Good, I'm glad we agree on that! I take it then that you would not agree with those who complain that scientists should consider supernatural as well as natural hypotheses? I would certainly say, and I take it you agree, that such hypotheses are beyond the methodology of science. There is no particular reason to believe this other than that it suits your metaphysical predisposition to reject ID. It is no different from saying “life is a brute fact that I can’t explain.” I don't "believe" it, and have no such "metaphysical disposition". I'm not sure if you are aware, Barry, but I was a theist for 50 odd years, and a devout one. I even wrote a book about God for children, which sold quite well.

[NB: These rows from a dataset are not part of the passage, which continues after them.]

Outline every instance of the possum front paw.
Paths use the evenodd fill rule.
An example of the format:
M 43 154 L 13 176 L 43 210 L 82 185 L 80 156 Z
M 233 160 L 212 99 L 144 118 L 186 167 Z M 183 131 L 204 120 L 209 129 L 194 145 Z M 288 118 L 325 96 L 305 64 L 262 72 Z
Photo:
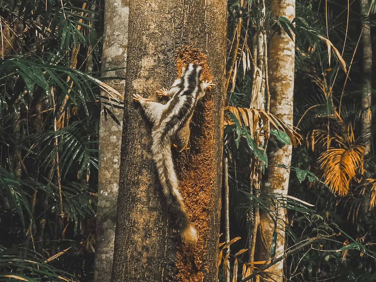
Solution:
M 133 94 L 133 100 L 134 100 L 135 102 L 138 102 L 140 104 L 142 104 L 144 102 L 147 102 L 148 101 L 150 101 L 150 99 L 147 99 L 146 98 L 144 98 L 139 94 Z
M 208 80 L 205 80 L 204 82 L 204 89 L 206 89 L 206 88 L 209 88 L 209 89 L 211 89 L 212 86 L 215 86 L 215 85 L 213 83 L 213 82 L 210 80 L 208 82 Z
M 162 87 L 161 88 L 159 89 L 159 90 L 157 91 L 156 92 L 157 94 L 158 94 L 158 96 L 160 97 L 162 97 L 162 96 L 164 96 L 165 97 L 169 96 L 168 95 L 168 91 L 164 87 Z

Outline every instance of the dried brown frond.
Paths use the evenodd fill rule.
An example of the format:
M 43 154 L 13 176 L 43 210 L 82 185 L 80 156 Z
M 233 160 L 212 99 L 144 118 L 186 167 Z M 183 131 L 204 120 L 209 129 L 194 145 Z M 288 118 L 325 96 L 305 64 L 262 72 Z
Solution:
M 346 240 L 346 241 L 343 242 L 343 247 L 346 247 L 347 245 L 350 244 L 348 240 Z M 342 251 L 342 262 L 343 262 L 344 261 L 346 260 L 346 256 L 347 255 L 347 253 L 349 252 L 348 250 L 344 250 Z
M 324 181 L 332 191 L 341 196 L 347 194 L 350 181 L 361 167 L 365 150 L 362 144 L 353 144 L 320 154 L 318 163 L 324 170 Z
M 370 207 L 371 209 L 376 206 L 376 179 L 374 178 L 367 178 L 366 183 L 371 185 L 370 199 Z

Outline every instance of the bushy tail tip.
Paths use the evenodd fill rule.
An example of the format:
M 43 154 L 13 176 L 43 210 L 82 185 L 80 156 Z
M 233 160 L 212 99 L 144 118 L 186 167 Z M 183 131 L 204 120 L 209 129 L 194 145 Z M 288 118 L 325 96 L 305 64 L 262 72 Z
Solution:
M 183 240 L 188 244 L 194 244 L 197 242 L 197 232 L 191 224 L 182 230 L 181 236 Z

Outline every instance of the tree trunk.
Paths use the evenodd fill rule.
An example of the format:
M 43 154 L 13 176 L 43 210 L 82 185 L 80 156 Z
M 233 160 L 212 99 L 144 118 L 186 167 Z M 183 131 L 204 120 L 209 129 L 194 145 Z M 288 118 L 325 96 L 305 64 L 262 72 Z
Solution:
M 216 280 L 223 138 L 226 3 L 132 0 L 112 280 Z M 185 246 L 166 208 L 151 155 L 150 125 L 132 95 L 159 100 L 185 63 L 216 86 L 200 100 L 189 147 L 174 153 L 179 191 L 197 231 Z
M 223 159 L 224 167 L 224 232 L 226 237 L 226 243 L 230 242 L 230 221 L 229 217 L 229 162 L 227 157 L 225 157 Z M 230 246 L 229 246 L 226 250 L 226 252 L 230 253 Z M 230 282 L 230 262 L 227 260 L 227 261 L 223 262 L 223 267 L 227 267 L 227 271 L 226 271 L 226 277 L 223 277 L 224 282 Z
M 369 5 L 368 0 L 361 1 L 361 11 L 364 16 L 368 16 Z M 369 20 L 368 19 L 367 21 Z M 361 38 L 362 66 L 360 68 L 361 89 L 362 93 L 362 138 L 365 145 L 365 155 L 371 152 L 372 113 L 371 111 L 371 89 L 372 83 L 372 49 L 371 45 L 371 30 L 369 24 L 363 24 Z
M 271 3 L 271 12 L 274 16 L 281 16 L 292 20 L 295 18 L 295 0 L 274 0 Z M 294 90 L 295 43 L 285 31 L 274 33 L 270 39 L 268 65 L 271 94 L 270 112 L 285 123 L 293 124 L 293 96 Z M 264 182 L 264 193 L 287 194 L 290 171 L 277 167 L 278 164 L 289 166 L 291 161 L 292 146 L 282 145 L 271 138 L 269 142 L 268 165 Z M 280 203 L 279 203 L 279 206 Z M 270 216 L 260 211 L 260 232 L 261 240 L 259 241 L 259 260 L 263 260 L 272 243 L 274 232 L 277 234 L 276 255 L 282 255 L 285 243 L 285 211 L 279 208 L 276 210 L 273 205 L 269 207 L 278 215 L 277 229 Z M 270 279 L 282 281 L 283 260 L 268 270 Z
M 128 0 L 106 0 L 105 2 L 102 71 L 125 67 L 128 42 L 129 6 Z M 125 77 L 125 69 L 102 72 L 102 75 Z M 106 83 L 119 92 L 124 92 L 125 80 L 107 80 Z M 106 95 L 105 93 L 102 95 Z M 116 103 L 113 103 L 116 104 Z M 111 106 L 108 108 L 111 108 Z M 121 123 L 124 114 L 123 109 L 114 108 L 113 112 Z M 122 126 L 118 125 L 108 115 L 106 121 L 102 107 L 99 121 L 99 180 L 94 278 L 96 282 L 108 282 L 111 280 L 114 257 L 122 132 Z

I was always (still am) a "seeker", and would like nothing better but to find that my former faith was reconcilable with my current understanding of the world. I still think of myself as a basically "religious" person, possibly in a Buddhist sense, although I am not a Buddhist. My hunch about life is based on two things: that on the whole, things we observe are likely to be a random sample from the totality of things, and so if we observe something once (life) it probably means it is fairly frequent (the counter argument here is of course the argument that if we weren't here we would be unable to observe life, so it isn't a random sample! But that is the "anthropic principle" which is normally rejected by IDists!). The other thing is that I am really quite impressed with some of the OoL research that is going on, and I think it looks promising. I will revise my view if progress ceases, but my guess (not belief is that within a few decades, possiby within my lifetime, we will have observed Darwinian-capable self-replicating systems emerging from prebiotic conditions comparable to those thought to have pertained on early earth. But, to repeat, this is a hunch only.
The multiverse is not a scientific hypothesis. It is a metaphysical assertion. The hypothesis that any universe exists (much less multiple universes) other than the one in which we live is not testable (how could it be?) and thus not falsifiable even in principle.
Most things in science (in a sense all) are tested indirectly. If mathematical models that include a multiverse make predictions about ours that are supported by data, then that is empirical support for that multiverse model. But without getting too abstruse, it is a direct inference from Big Bang models that the observable universe (of which we are necessarily at the dead centre) is only a tiny fraction of the total universe. So we cannot extrapolate from the conditions that pertain in our section to the conditions that pertain in the rest. If there is only a narrow band of fundamental constants that are life-friendly, then, clearly, any part of the total universe that contains observers must be parts in which those constants fall within that narrow band. But it would be extrapolating beyond the range of our data to assume that those constants pertained beyond the limits of observability. Estimate for the size the total universe are that it is about 10^23 times the size of the observable universe. To assume it all has life-friendly constants would be like assuming that the rest of the world has the same characteristics as the part you can see from your house. Then there are theories about bubble universes and such like. Again, these are theories that make predictions, and so are scientific.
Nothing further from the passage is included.